ただ、旅行から戻ってもパラオでの暑気は体に堪えるらしく、「一日も早く今の職をやめないと、体も頭脳も駄目になってしまう」とか、「記憶力の減退には我ながら呆れるばかり」という記述も見られる。創作活動も「この暑さ、むし暑さでは、頭を働かせることは、殆ど不可能といってもいい」と創作活動が進んでいない様子が述べている。
しかし、間違いなく、中島敦にこの南洋での体験がなかったら、「南島譚」や「環礁」といった作品群は書かれなかったことを思うと複雑な気持ちになる。
私の好みでいうと「李陵」や「弟子」より、これら南洋もののほうが、力みのようなものが抜けており、読んでいて面白いからだ。
昭和16年12月の真珠湾攻撃による日米開戦の影響もあり、彼は結局、昭和17年3月の冬の寒さの真っただ中の日本に戻り、たちまち風邪をひき、体調を崩してしまい、同年12月には喘息の悪化で命を落としてしまうのだが、まだ、三十三歳、作家としてはまだこれからという時期だっただけに本当に惜しいことだったと思う。

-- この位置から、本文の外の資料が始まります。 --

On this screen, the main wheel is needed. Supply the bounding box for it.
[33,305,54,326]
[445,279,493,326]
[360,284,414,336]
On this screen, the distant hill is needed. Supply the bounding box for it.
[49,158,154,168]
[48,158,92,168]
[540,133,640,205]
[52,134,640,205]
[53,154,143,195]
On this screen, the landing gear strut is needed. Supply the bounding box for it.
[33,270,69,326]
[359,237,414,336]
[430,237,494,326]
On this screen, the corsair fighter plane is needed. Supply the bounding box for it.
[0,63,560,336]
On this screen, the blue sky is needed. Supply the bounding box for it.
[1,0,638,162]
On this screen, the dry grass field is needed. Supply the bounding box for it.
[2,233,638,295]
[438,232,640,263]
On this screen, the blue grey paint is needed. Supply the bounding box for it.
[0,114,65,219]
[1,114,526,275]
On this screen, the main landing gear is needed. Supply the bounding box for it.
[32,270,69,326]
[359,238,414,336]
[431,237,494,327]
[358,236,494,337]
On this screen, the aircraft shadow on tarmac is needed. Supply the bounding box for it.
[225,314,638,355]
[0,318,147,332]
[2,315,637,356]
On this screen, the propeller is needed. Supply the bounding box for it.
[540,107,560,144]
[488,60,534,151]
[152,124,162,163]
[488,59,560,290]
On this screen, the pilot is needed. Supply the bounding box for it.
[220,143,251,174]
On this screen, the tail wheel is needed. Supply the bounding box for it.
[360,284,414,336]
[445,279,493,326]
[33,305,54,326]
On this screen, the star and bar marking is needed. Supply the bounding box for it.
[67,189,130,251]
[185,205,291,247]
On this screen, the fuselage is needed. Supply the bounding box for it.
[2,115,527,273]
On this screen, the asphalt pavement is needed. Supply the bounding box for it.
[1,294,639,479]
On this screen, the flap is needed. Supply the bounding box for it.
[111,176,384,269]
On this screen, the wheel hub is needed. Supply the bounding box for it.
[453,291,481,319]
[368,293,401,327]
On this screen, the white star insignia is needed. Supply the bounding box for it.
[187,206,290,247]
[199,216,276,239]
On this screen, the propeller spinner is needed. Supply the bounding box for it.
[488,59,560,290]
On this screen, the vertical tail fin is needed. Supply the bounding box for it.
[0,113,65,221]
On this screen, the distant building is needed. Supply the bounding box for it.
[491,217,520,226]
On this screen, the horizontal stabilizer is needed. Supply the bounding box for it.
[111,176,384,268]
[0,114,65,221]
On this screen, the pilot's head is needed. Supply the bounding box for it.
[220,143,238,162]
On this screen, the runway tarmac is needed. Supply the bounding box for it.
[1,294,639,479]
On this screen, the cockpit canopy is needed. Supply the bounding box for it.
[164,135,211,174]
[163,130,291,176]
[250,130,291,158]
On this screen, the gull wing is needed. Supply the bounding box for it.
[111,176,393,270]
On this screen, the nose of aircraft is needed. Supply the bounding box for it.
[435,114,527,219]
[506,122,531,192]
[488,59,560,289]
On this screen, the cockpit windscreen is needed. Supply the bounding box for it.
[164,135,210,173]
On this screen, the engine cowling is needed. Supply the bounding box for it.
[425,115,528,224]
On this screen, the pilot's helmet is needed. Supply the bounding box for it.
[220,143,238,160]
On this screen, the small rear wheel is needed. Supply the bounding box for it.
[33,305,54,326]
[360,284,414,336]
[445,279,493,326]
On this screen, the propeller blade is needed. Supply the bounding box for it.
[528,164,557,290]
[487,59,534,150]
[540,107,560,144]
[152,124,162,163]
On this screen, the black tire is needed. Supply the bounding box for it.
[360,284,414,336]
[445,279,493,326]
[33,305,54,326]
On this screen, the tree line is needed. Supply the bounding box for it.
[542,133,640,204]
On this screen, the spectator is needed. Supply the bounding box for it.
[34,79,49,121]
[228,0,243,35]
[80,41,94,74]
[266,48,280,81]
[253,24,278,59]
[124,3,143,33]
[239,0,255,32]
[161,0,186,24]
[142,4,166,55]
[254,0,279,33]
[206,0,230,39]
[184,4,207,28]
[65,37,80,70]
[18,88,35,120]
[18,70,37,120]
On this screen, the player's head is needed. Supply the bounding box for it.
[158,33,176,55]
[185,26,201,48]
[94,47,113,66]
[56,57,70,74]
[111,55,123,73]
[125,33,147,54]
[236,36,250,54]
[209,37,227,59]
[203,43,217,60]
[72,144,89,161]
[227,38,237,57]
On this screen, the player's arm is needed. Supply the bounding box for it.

南洋の旅が逆に彼の寿命を縮める原因となってしまったのかもしれないが、彼が最後に書いたというエッセイ「章魚木の下で」を読むと、もともとの中島敦の理念であったとは思うが、南洋にいたことも影響して、日本国内で湧き上がった戦争熱に染まらなかった健全な文学者の最後の姿が見られる。
章魚木(たこのき)の島で暮していた時戦争と文学とを可笑しい程截然と区別していたのは、「自分が何か実際の役に立ちたい願い」と、「文学をポスター的実用に供したくない気持」とが頑固に素朴に対立していたからである。章魚木の島から華の都へと出て来ても、此の傾向は容易に改まりそうもない。まだ南洋呆けがさめないのかも知れぬ。比べるのはおかしいかもしれないが、中島敦とカフカの共通点を妙に感じてしまう。
まだ若かったのに病気で亡くなったこと、大きな戦争が始まる足跡を聞きながら、悲惨な状態になる前にこの世を去ったこと、短い創作活動だったが良質な他人に真似ができない作品を生み出したこと、死後、書簡や断片的作品も含めて研究され続けていることなどが共通しているように思う。